Companies ignoring threat from meeting room hackers, warns security expert

Scan reveals thousands of video-conferencing and printer systems remain unprotected

Thousands of companies may be harbouring spies in their meeting rooms that listen to private conversations, warned a security expert at the RSA conference, which has just ended in San Francisco.

Michael Sutton, vice president of research at security firm Zscaler, presented evidence demonstrating that thousands of embedded web servers in devices such as video-conferencing systems remain unprotected.

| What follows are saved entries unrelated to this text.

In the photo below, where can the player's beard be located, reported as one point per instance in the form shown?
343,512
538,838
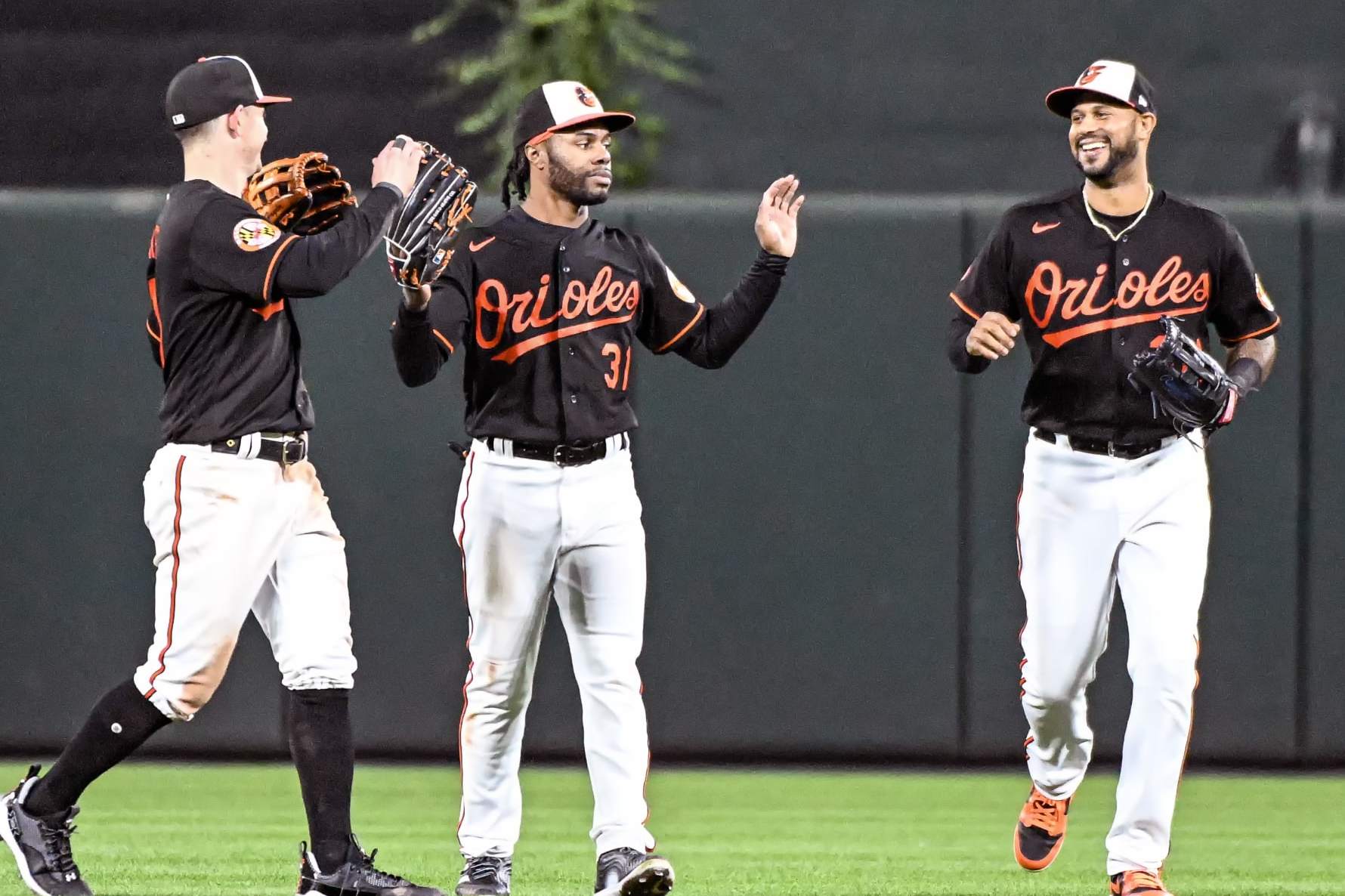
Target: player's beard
1118,156
574,184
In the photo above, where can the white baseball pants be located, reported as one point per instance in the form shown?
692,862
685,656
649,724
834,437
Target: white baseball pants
529,530
1088,524
236,534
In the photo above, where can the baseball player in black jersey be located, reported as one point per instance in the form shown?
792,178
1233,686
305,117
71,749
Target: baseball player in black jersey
545,307
236,510
1112,496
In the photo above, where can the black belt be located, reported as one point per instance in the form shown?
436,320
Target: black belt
569,454
1126,451
283,448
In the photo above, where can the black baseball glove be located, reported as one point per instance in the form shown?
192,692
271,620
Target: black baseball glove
303,196
1186,382
420,239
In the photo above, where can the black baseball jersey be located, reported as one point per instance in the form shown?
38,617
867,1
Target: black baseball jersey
1090,296
220,326
548,317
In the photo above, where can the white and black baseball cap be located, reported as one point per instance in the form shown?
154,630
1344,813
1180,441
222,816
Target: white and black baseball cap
1107,79
561,105
213,86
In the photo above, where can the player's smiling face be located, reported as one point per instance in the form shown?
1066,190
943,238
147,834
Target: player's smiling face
580,165
1106,136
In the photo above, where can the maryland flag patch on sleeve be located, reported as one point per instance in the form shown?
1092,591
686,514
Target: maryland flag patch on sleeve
679,288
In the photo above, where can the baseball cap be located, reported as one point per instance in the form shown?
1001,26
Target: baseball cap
213,86
560,105
1119,81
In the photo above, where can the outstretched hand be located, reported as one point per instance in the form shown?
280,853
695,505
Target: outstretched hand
778,217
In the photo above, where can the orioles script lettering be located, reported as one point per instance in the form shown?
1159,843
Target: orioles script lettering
534,322
1052,298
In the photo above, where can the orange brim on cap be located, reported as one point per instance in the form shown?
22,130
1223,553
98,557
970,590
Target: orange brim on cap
1063,100
620,120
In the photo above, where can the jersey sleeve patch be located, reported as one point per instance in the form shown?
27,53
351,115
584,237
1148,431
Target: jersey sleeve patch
1263,296
253,234
679,288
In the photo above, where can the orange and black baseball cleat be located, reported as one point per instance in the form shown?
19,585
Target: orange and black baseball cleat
1142,883
1040,832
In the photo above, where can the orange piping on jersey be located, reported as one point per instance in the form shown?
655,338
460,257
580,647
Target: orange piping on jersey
685,330
269,310
153,303
958,301
177,563
271,268
514,353
1062,337
1253,335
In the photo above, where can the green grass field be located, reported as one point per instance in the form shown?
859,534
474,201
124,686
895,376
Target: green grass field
232,830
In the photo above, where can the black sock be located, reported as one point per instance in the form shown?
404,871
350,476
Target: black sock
119,724
324,756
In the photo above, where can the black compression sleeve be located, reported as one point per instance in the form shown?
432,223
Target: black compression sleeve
415,350
729,323
1246,374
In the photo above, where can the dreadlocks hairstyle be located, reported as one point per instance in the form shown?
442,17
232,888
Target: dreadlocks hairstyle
515,177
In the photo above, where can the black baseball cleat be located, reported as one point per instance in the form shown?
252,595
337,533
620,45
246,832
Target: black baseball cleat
484,876
357,876
629,872
41,844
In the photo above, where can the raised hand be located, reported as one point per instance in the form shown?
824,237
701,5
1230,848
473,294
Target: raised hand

These can be remotely hacked with little effort, despite repeated warnings from security analysts.

Sutton used automated scanning tools to poll more than a million web servers and found more than 9,000 unprotected video conferencing systems from Polycom and Tandberg, the latter of which was recently acquired by Cisco.

Access to video-conferencing products allows hackers to listen to meetings even when the system is not being used by the participants.

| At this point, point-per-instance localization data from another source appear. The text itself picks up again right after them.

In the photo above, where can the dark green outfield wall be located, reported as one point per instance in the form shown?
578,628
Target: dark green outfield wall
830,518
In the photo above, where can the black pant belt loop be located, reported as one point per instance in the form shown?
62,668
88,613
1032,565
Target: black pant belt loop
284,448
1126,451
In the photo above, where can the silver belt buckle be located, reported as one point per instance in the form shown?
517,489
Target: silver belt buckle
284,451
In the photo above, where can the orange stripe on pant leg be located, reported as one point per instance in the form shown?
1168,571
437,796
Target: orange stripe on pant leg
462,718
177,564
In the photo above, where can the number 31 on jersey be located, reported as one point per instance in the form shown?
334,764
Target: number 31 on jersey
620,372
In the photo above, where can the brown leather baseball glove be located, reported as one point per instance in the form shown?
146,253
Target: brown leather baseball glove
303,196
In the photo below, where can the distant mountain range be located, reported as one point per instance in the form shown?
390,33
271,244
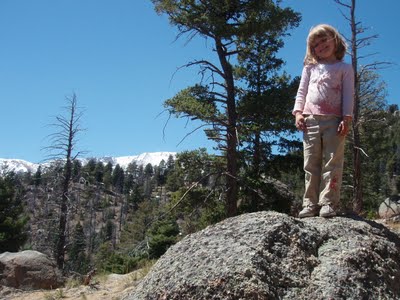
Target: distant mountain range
153,158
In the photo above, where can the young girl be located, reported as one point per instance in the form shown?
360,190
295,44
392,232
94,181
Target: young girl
323,110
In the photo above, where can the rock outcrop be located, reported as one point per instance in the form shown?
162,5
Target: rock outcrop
268,255
28,270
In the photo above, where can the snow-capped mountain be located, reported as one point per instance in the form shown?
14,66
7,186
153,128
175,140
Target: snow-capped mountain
153,158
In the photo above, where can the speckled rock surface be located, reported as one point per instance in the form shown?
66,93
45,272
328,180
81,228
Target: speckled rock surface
268,255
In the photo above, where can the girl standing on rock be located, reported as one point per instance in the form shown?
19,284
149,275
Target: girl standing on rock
323,110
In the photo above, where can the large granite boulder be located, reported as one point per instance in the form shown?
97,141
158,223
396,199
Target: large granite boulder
268,255
28,270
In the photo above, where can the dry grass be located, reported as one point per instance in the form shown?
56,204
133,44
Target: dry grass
103,287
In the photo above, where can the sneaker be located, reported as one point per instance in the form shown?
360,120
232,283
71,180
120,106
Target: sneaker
309,211
327,211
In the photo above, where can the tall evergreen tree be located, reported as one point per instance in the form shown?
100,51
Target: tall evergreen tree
230,25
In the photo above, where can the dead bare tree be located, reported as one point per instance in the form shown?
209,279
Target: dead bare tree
62,148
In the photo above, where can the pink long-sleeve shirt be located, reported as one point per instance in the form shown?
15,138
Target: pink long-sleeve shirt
326,89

Departmental printers with embedded web servers can also be hacked from the internet to yield vital information in stored documents.

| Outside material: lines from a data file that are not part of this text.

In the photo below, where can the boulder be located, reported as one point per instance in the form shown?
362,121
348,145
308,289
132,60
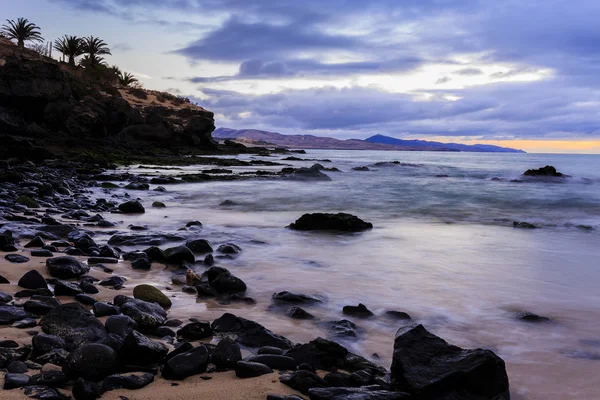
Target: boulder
547,171
92,362
295,298
331,222
33,280
199,246
10,314
274,361
139,350
66,267
149,316
226,354
73,323
248,333
16,258
195,331
245,369
360,311
303,380
426,366
223,281
85,390
299,313
362,393
132,207
178,255
130,382
188,363
121,325
152,295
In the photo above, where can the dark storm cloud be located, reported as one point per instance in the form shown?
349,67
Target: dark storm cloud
281,39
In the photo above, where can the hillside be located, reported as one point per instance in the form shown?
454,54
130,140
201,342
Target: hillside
48,108
377,142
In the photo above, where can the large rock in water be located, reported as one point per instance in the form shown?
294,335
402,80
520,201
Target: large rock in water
148,316
249,333
547,171
331,222
426,366
73,323
66,267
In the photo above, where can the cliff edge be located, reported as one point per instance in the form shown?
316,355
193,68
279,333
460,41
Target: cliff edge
49,109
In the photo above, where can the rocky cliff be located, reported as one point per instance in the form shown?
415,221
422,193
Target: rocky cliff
48,108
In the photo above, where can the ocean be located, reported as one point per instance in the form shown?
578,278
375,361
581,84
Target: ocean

Sutton's scans uncovered more than 3,000 Canon multifunction printing devices, 1,200 Xerox copiers and up to 20,000 other printer/copier machines, all of which were unprotected.

He also found unprotected phone systems - the packet data from these could be converted into audio files.

Security researchers have previously warned companies about the vulnerability of embedded systems. But Sutton said these warnings are ignored and thousands of devices remain open to attack.

Zscaler's in-the-cloud security systems focus on protecting end users. They analyse end-user behaviour for anomalies, which marks a shift from the approach taken by conventional firewalls.